With gold and silver, stocks to flows is measured in decades. Every
ounce of those massive stockpiles is potential supply. Everyone on the planet
is potential demand. At the right price, and under the right conditions. Looking
at incremental changes in mine output or electronic manufacturing is not
helpful to predict the future prices of the metals. For an introduction and
guide to our concepts and theory, click here.
Next, this is a graph of the gold price measured in silver, otherwise
known as the gold to silver ratio. The ratio barely moved.
The Ratio of the Gold Price to the Silver Price
For each metal, we will look at a graph of the basis and cobasis
overlaid with the price of the dollar in terms of the respective metal. It
will make it easier to provide brief commentary. The dollar will be represented
in green, the basis in blue and cobasis in red.
Here is the gold graph.
The Gold Basis and Cobasis and the Dollar Price
In both gold and silver, we switched to the next contract month. For gold,
that’s February and for silver it’s March.

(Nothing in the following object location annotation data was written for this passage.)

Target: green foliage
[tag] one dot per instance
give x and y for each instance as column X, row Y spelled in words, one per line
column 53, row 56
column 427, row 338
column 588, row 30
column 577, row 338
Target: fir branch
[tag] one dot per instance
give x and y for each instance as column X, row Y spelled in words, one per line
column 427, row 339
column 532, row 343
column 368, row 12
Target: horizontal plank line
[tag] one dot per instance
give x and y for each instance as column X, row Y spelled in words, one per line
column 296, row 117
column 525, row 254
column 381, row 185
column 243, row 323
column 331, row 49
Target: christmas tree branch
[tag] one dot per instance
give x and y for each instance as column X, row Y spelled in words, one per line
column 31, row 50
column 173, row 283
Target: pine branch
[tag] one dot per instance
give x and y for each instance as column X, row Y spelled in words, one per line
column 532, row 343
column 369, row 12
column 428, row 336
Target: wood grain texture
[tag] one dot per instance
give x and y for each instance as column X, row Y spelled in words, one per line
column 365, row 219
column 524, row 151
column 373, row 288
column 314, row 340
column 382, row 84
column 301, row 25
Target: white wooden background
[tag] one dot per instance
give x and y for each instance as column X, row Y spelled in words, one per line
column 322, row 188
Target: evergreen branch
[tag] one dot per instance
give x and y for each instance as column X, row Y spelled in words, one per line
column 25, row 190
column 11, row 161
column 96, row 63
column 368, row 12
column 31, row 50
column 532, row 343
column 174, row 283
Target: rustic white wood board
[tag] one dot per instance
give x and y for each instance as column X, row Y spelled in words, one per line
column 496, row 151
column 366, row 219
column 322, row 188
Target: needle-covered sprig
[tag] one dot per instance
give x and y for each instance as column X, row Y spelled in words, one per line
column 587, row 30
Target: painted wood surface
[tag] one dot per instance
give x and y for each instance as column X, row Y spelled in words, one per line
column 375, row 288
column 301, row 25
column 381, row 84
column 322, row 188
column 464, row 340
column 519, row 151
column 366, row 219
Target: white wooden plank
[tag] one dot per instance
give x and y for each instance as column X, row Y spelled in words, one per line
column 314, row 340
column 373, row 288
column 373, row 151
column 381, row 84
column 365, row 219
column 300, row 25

We feel like we’re recording a record that’s broken while we’re still in
the studio (for younger readers, broken records would often keep repeating
the same short bit of sound over and over). The price of the dollar tracked
the cobasis (i.e. as the price of gold dropped, scarcity increased).
Our calculated fundamental price of gold is about $150 over the market
price. In other words, the market is offering to sell you gold at about a
12.2% discount. Remember this for a moment.
Now let’s look at silver.
The Silver Basis and Cobasis and the Dollar Price
It’s a similar picture in silver.
In fact, silver is trading below its fundamental price also. However, it’s
only at a 4.2% discount. If it were to go to its full fundamental value, and
assuming that doesn’t change, it would be up near $15.
But what if it were to go on the same kind of sale as gold? At a discount of
12.2%, silver would be down near $13.